Minimal relative humidity in the 10 weeks prior to sampling (RHmin.10w) was negatively associated with A. pleuropneumoniae (OR = 0.940), and positively associated with PRRSV1 (OR = 1.020), PCV-2 (OR = 1.030), and PRRSV–PCV-2 (OR = 1.048).

Wind direction in the 10 weeks prior to sampling (WD.10w) was negatively associated with PRRSV1 (OR = 0.981) and positively associated with M. hyopneumoniae–PCV-2 (OR = 1.026).

3. Discussion

Porcine respiratory disease complex remains one of the most important health concerns with a high economic impact for pig producers worldwide.
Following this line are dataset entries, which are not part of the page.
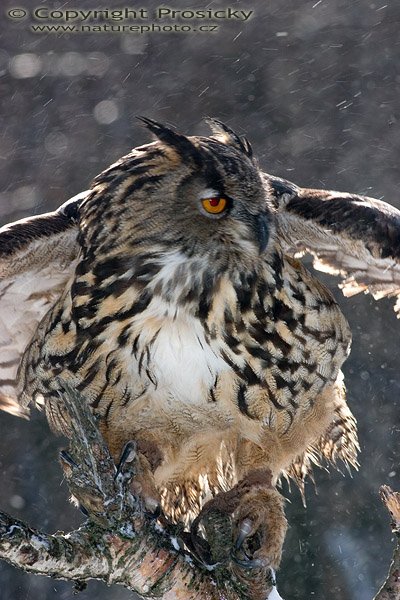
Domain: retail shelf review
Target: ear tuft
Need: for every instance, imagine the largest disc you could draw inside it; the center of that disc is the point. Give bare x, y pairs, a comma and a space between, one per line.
227, 136
168, 136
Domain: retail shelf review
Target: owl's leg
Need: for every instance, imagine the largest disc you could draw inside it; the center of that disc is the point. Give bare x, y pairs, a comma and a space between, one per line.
259, 523
148, 458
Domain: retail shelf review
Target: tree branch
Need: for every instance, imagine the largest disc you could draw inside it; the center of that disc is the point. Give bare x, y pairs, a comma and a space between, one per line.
119, 543
390, 590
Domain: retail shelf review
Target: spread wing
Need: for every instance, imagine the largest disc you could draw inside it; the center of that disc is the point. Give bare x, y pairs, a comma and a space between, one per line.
37, 256
353, 236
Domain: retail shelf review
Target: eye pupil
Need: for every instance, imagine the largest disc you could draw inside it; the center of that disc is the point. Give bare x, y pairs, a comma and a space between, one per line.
214, 205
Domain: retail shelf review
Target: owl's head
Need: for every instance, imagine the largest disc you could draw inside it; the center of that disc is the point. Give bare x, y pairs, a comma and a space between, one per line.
201, 198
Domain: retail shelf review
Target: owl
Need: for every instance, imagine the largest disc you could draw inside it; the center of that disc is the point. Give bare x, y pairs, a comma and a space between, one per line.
171, 295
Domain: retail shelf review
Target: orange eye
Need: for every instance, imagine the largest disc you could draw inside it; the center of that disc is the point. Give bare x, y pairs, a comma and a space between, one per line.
214, 205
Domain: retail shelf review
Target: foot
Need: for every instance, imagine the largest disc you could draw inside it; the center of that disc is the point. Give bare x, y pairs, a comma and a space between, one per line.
258, 523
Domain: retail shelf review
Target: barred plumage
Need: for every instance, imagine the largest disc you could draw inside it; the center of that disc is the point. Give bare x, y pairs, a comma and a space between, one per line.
172, 299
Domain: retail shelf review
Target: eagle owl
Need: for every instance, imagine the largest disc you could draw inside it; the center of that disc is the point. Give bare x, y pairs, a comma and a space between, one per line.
171, 296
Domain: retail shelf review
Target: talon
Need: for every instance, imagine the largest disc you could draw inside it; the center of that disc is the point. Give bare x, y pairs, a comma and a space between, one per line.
127, 456
198, 548
246, 528
66, 457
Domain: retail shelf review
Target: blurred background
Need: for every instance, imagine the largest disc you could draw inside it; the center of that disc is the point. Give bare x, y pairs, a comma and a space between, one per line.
315, 86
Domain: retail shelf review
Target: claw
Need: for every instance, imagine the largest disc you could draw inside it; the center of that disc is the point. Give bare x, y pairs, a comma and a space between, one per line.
127, 456
199, 549
246, 528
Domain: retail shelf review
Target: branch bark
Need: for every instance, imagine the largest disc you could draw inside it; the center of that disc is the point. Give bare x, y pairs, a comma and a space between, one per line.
119, 544
390, 590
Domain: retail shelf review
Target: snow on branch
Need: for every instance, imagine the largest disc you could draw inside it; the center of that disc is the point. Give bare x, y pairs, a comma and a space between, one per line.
390, 590
119, 543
The disease involves multiple viral and bacterial pathogens together with several non-infectious factors, such as ventilation, housing conditions, and management, leading to respiratory distress in pigs ranging from the peri-weaning period (3–5 weeks of age) over the post-weaning period (6–11 weeks of age) to the finishing stage (12–25 weeks of age). Interaction between both infectious (viral and bacterial agents) and non-infectious factors may all contribute to the development and severity of the respiratory disease [23]. The most commonly identified pathogens are PRRSV, IAV-S, PCV-2, and M. hyopneumoniae, besides other pathogens associated with PRDC, such as Streptococcus suis, A. pleuropneumoniae, P. multocida, DNT-positive P. multocida, Glaeserella parasuis (G. parasuis), Mycoplasma hyorhinis (M. hyorhinis), Mycoplasma hyosynoviae, PRCV, and PCMV [3,23,48].

Detection of the etiologic agents of PRDC has long been difficult, especially due to the wide variety of diagnostic approaches applied in practice. Diagnosis of M. hyopneumoniae could be performed using clinical signs, slaughterhouse checks of affected lungs [49,50], serological examination of relevant age groups [49,50], direct pathogen identification through bacteriological culture [44] or PCR techniques [51,52]. As for other respiratory pathogens involved in PRDC, more or less the same diagnostic approach has been applied, mainly due to lack of diagnostic tests able to simultaneously detect multiple respiratory pathogens in a single-reaction method [6]. Although these single pathogen detection techniques may be reliable and sensitive, they remain time-consuming, labor-intensive and, therefore, quite expensive. Moreover, for bacterial pathogens detection typically depends on culture-based methods that can take up to several days to obtain the final results.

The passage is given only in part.